So coming home from my Grandmas house out in the desart of NV in to cali, it was the most beautiful drive. the brown landscape most of the time i think can't pass me fast enough looked so beautiful and i just wanted to go get lost in it. now there are white sands and the dunes and this what looks what i think a mini grand canyon would look. it's a remote little road we take off the main path to get there and it's just so pretty.
that day it rained and i was worried about flash floods but it cleared up before we got on the road but the dark clouds where around with rays of light shinning down.
now at one point of the drive i put lay me down on and though the sun was shineing as soon as the song really started playing it started raining out side and as soon as hope it comes soon came on it cleared up it was amazeing to see nature be in tune with my ipod.
this reminds me anyone else when listening to lay me down on head phones is annoyed but not really by that bird in the backround? i love that you can hear it raining in the back round but that bird.. grr lol.
but traveling that part really makes me want to get in a car and just go we past many public lands where your allowed just to go off and wander and i never wanted to do that more in my life go far enough where you can't see the main road and sleep for a night. maybe it would be awesome to really tour like that a trip around the states but idk many places don't have public land like the west dose but i really starting to think i want a trip up north i said this tour i would do it but i didn't trust my self to go by my self but now i do, though i think i found friends that would come with me if we planed that we were going to drive.

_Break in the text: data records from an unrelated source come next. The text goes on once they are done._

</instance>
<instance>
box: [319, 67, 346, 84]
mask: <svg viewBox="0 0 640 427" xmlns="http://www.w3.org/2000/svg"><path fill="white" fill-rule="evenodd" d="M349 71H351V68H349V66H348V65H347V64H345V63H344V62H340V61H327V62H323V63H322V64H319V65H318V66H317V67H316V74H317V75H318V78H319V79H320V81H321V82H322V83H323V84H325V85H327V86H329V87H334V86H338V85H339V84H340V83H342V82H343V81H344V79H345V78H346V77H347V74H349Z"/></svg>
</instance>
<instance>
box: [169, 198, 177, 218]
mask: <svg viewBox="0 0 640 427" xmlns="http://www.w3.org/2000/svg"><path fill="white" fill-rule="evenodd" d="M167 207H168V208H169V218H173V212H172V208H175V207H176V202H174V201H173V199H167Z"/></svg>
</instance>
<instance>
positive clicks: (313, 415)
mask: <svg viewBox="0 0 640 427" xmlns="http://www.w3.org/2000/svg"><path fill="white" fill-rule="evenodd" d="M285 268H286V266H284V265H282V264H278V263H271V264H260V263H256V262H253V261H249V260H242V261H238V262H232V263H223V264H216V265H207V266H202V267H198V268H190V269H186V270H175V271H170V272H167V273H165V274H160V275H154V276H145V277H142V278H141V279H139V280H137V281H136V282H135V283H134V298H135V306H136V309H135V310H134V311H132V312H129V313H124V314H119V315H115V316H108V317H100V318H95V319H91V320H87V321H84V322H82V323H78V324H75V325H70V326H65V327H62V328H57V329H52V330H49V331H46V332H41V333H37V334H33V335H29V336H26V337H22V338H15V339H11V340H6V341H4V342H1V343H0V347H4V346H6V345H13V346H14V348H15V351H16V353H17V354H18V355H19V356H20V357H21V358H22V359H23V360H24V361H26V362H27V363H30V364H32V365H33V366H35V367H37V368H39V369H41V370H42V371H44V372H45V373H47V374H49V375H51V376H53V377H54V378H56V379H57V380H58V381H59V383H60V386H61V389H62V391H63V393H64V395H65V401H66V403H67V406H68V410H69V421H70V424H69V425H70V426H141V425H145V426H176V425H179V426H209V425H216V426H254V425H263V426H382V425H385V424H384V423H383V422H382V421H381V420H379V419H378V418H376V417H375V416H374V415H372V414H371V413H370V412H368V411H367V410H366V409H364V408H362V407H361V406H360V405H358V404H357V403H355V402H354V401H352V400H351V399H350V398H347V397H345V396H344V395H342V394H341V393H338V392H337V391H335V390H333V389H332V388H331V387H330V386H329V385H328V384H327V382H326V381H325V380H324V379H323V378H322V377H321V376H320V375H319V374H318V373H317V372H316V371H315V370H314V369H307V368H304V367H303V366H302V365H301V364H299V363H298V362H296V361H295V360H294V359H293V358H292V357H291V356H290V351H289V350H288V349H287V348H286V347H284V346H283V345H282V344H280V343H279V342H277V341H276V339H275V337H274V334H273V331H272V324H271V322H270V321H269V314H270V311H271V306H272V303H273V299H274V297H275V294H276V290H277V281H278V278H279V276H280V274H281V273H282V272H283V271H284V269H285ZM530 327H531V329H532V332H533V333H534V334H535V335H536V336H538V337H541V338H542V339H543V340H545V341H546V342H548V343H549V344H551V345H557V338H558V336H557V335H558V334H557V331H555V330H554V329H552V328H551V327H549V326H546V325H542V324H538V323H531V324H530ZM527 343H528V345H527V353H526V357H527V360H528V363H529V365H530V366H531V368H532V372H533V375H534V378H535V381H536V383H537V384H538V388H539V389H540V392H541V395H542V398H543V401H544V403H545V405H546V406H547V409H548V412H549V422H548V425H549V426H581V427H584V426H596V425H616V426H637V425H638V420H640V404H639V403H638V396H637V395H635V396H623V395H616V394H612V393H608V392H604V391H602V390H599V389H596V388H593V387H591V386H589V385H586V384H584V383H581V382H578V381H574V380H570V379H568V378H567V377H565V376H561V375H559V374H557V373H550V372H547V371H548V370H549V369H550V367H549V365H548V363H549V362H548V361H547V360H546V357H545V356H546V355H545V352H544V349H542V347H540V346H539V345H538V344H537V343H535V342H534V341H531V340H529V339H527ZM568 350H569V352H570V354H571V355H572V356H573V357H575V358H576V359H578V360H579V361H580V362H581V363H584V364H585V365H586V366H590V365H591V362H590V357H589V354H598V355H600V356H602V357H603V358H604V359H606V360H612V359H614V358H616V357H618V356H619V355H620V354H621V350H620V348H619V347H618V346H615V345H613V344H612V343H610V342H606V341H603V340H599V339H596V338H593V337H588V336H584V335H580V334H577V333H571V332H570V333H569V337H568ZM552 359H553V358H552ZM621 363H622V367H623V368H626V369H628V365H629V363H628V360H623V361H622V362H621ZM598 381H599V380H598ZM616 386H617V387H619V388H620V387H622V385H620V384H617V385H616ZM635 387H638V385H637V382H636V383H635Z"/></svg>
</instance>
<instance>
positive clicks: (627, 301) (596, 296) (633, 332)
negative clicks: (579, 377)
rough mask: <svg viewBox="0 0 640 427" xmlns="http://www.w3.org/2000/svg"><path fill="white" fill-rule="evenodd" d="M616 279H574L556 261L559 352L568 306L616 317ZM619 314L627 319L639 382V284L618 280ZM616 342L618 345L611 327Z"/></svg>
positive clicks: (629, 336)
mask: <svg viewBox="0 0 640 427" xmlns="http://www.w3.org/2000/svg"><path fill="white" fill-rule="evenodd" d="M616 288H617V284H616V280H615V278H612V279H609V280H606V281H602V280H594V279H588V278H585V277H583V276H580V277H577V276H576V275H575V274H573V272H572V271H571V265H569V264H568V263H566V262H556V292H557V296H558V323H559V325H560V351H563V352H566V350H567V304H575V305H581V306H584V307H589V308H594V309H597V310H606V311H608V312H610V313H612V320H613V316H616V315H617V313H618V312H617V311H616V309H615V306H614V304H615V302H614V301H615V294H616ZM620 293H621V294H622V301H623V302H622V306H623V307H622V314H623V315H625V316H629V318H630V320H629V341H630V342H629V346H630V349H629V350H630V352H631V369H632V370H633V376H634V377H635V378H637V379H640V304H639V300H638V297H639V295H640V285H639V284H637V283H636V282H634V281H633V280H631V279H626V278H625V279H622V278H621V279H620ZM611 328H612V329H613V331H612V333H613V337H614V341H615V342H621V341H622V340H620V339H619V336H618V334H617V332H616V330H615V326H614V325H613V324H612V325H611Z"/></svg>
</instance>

over the past few days i done a lot of thinking i changed a bit when i was gone though i'm so much the same but i'm starting to wonder some big whys with some of the people that are always in my life. and i'm not really sure i like the things i'm noticing but i'm not sure how to change it. i don't know how to make people chance their notion of me and what i do with my life. where others i don't have to say much to they understand a part of it as much as they can if they aren't like one of us that just want to be on the road just to be out. but there are others that see me as something i'm not they see me as a failure yet hate that i have it so easy that i'm allow to go follow a band and stuff but they just don't see it the same way i do. they make chooses in there life that makes it so they are always behide in this world and can't get ahead and they do what they think is fun but you won't find me at a club on a friday night you won't find me going away for a weekend unless i'm going to meet up with people and i was gone for a 6 weeks and stayed 10 nights in hotels thats right i was gone for 45 days and out of those 35 i found a friends house to stay at.
i become to think for next tour if i find someone up to it camping real camping now i wish i could have a camper van but unless they didn't tour for 3-5 years it won't happen on my dime ( at the moment) like almost everywhere a hour or so out of a major city there are places to camp, most of those camps have showers so a tent and what not... it would be cheaper then a hotel i'm pretty sure and on top of that it's just a plan b for when there isn't a friend to stay with though in the winter that wouldn't work so well but it would be a trip for damn sure. i think my major regrate this tour is not driving more up north on the cali part and sleeping on the beach they have some great camp sites up there along the coast an hour out of the way but ... i think worth it. that and not trusting myself on going up there with out a hotel. the veune let girls camp out in the veune that night and i met a girl that would have let me sleep on her dorm room floor it was a lesson to me that i should not get hotels just for me unless i have to i will know someone or find someone or become friends with someone that is willing to put me up for a night lol.
anyways this has become a long ramble, but i'm already saving up for next tour i learned a few lessons this tour again like always and i changed like always so next time around i think i know more of what i will do again and i hope we plan it out a bit better lol to know once we get on the road we won't want to stop i did kinda good this time no last min flights out. though i now always need to remember i have somewhere to stay in minn so if i'm flying out of there i can stay an extra day or two they wouldn't mind me.